Le but ? Court-circuiter l’État, capter les revenus stratégiques du principal port maritime du pays et transformer un actif public en machine à cash privée. Rawbank et d’autres banques locales auraient facilité le financement. Le système : créer un double performant, laisser l’outil public dépérir, contrôler les flux.
Les sanctions frappent… et le port bouge déjà
Et voilà que l’étau se resserre. Quelques semaines avant même l’annonce officielle des sanctions, les Américains contactent ICTSI, l’actionnaire majoritaire philippin. Objectif : exiger la liste réelle des gestionnaires et bénéficiaires effectifs.
Qui contrôle quoi ? Qui touche vraiment les dividendes ?
Le message est clair : personne ne veut être « contaminé » par les sanctions OFAC.
Résultat ? Le port de Ledya (MGT) chercherait déjà à se réorganiser.
Rééquilibrage des parts. Mise à l’écart des intérêts liés à Kabila. Retour progressif de l’État dans le jeu. Un scénario déjà vu avec le port en eau profonde de Banana, où Kinshasa a renégocié pour monter dans le capital.
C’est la première fissure visible dans l’édifice discret construit pendant les années Kabila. Un port qui, hier encore, symbolisait l’efficacité privée face à l’inefficacité publique, révèle aujourd’hui son revers : un outil de contrôle économique au service d’un réseau qui ne dit pas son nom.

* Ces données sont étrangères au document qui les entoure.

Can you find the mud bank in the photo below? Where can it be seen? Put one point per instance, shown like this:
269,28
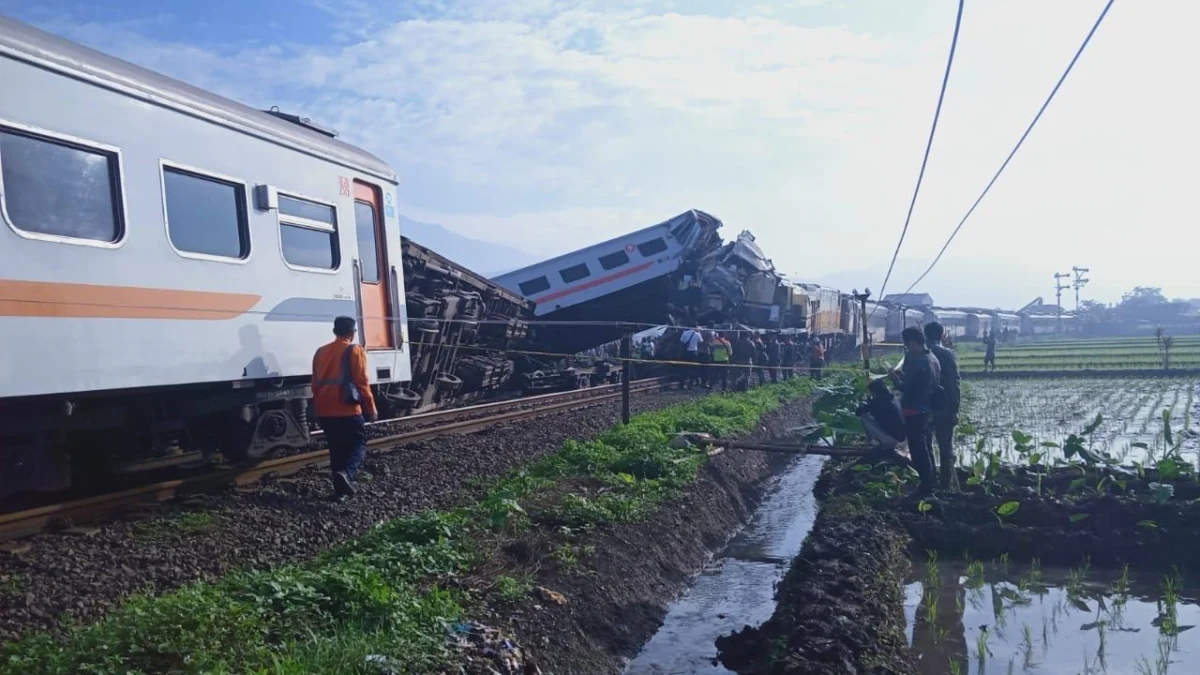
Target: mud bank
840,609
595,599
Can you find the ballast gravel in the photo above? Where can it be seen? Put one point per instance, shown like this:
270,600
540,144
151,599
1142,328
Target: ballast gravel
81,577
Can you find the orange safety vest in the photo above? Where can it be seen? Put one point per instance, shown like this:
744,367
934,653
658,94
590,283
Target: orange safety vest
336,368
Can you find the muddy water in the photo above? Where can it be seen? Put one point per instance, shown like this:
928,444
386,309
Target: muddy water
737,587
1053,621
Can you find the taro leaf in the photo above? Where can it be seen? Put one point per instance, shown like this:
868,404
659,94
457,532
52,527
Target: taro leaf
1162,491
1168,470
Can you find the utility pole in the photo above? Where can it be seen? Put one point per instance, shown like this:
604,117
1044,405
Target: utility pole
627,358
1080,281
867,345
1059,288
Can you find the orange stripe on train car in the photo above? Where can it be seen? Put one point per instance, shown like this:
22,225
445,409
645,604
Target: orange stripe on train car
594,282
88,300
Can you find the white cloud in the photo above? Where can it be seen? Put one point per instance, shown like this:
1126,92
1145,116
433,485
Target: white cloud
551,124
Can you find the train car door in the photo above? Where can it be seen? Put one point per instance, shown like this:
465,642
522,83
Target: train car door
372,267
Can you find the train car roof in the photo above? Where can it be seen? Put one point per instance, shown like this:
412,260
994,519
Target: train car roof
607,245
46,51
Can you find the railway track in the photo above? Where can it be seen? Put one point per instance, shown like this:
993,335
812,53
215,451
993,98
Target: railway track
400,431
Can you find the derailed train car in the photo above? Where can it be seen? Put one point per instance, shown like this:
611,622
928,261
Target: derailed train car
463,332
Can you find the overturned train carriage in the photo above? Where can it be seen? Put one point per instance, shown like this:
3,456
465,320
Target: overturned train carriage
463,332
648,276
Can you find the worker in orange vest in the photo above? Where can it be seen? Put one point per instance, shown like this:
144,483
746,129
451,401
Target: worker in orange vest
341,395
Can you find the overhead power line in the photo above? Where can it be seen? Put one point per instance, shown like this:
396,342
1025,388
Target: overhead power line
1019,143
929,145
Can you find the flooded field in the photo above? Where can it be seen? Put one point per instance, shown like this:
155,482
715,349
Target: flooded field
1133,424
999,619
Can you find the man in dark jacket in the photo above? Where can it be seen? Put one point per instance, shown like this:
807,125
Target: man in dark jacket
881,416
917,381
743,357
947,417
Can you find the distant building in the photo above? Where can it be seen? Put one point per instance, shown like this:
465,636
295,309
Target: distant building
910,299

Ce que cela raconte du Congo
Au-delà d’un simple terminal à conteneurs, le Port Ledya incarne un modèle plus large : celui des oligarques qui doublent l’État pour mieux le vider. Ports illicites, concessions opaques, prête-noms…
Le Congo paie cher cette économie parallèle. Pendant que les conteneurs filent à toute vitesse vers les entrepôts privés, l’ONATRA végète et le trésor public perd des millions.
Aujourd’hui, les sanctions américaines ne font pas que geler des avoirs aux États-Unis. Elles forcent la lumière sur ces zones d’ombre.